Sunday, July 19, 2015

Tata offers to buy out Docomo for Rs 23.34 a share

The Tata group has made an offer to buy out Japanese telecom major NTT Docomo’s 26.5% stake in the loss-making Tata Teleservices Ltd (TTSL) for Rs 23.34 a share after the finance ministry and the Reserve Bank of India (RBI) rejected its application to buy back Docomo’s shares at the pre-agreed valuation of Rs 58 a share. The 60% lower offer was made to Docomo based on a fair market value determined on 30 June 2014.

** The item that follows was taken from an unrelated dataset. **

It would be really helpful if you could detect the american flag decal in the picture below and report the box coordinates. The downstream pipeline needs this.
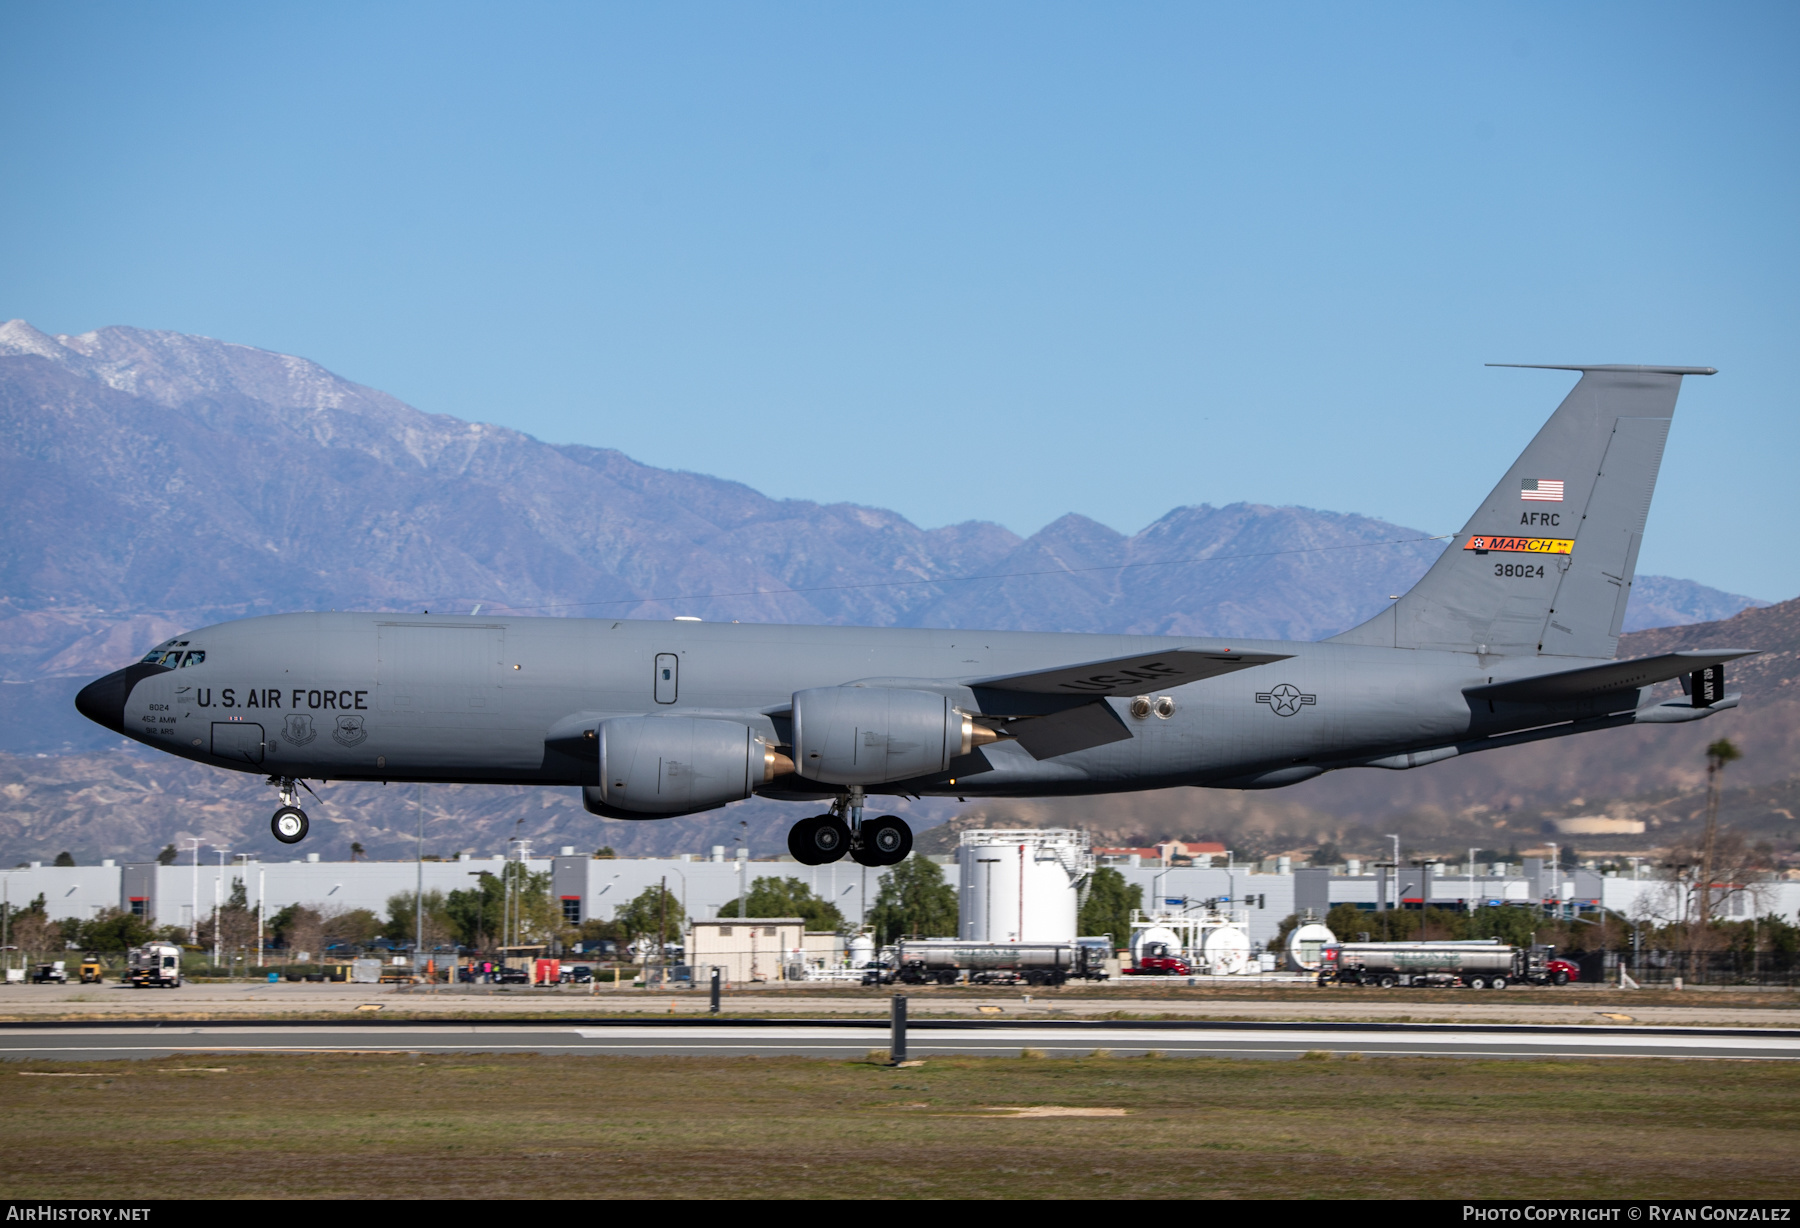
[1520,478,1564,502]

Docomo has now moved the London Court of Arbitration to approve Rs 58 a share so that it can receive Rs 7,200 crore from the Tata group for its stake. For Docomo, it will be a double whammy as it would not only receive a 60% lesser valuation for its shares but with the Japanese yen losing value by about 30% since 2008 till now, it will be taking home a fraction of its investment in the Indian company.

At Rs 23.34 a share, Tata Tele is valued at Rs 11,000 crore as compared to the pre-agreed valuation of Rs 27,000 crore at Rs 58 a share.

When contacted, a Tata Sons spokesperson declined to comment on the matter. 

NTT Docomo had invested $2.2 billion in Tata Teleservices in November 2008 at Rs 117 a share with an understanding that if it exits Tata Teleservices in five years, it would get a minimum 50% of its acquisition price. But since the acquisition, the financial metrics of Tata Teleservices continued to decline with the company’s net worth completely eroding two years ago. It made a loss of Rs 3,846 crore on revenues of Rs 10,944 crore for fiscal 2015. Its losses are mainly due to a massive Rs 27,082 crore debt as on March this year which led to high finance costs.

“The liability, if any, to the extent of the difference in price sought by Docomo and the fair market value is dependent on the outcome of the arbitration and prevailing exchange control regulations,” Tata Steel, one of the investors in Tata Teleservices along with other Tata group companies, informed its shareholders in its annual report of fiscal 2015.

According to the agreement with the Tatas, Docomo has the right to sell its stake if performance targets are missed. After Tata Tele failed to deliver, Docomo announced plans to exit the joint venture by selling its 26.5% stake in April last year.

By virtue of its first right of refusal, Tata Sons agreed to buy out the Japanese company at Rs 58 a share as per the shareholders' agreement and made an application to the RBI for special permission to pay Docomo a price that was higher than the current fair value of TTSL shares. In January this year, the RBI recommended the finance ministry to grant the request, but the finance ministry did not permit the transaction as current laws do not allow pre-determined valuation.

In a note to the finance ministry, the RBI requested that the Tata group be allowed to buy back Docomo's stake at a pre-determined price of Rs 58 a share, despite the company's valuer, Price Waterhouse, estimating the stake at Rs 23.34 a share, 60% lower. "The larger issue here is of fair commitment in the contracts in relation to an investment and a downside protection of an investment rather than an assured return. Besides, our relationship with Japan in relation to foreign direct investment flows is also a matter to be kept in view. Therefore, we are inclined to accept the (Tata) proposal," RBI had said in a note to the finance ministry.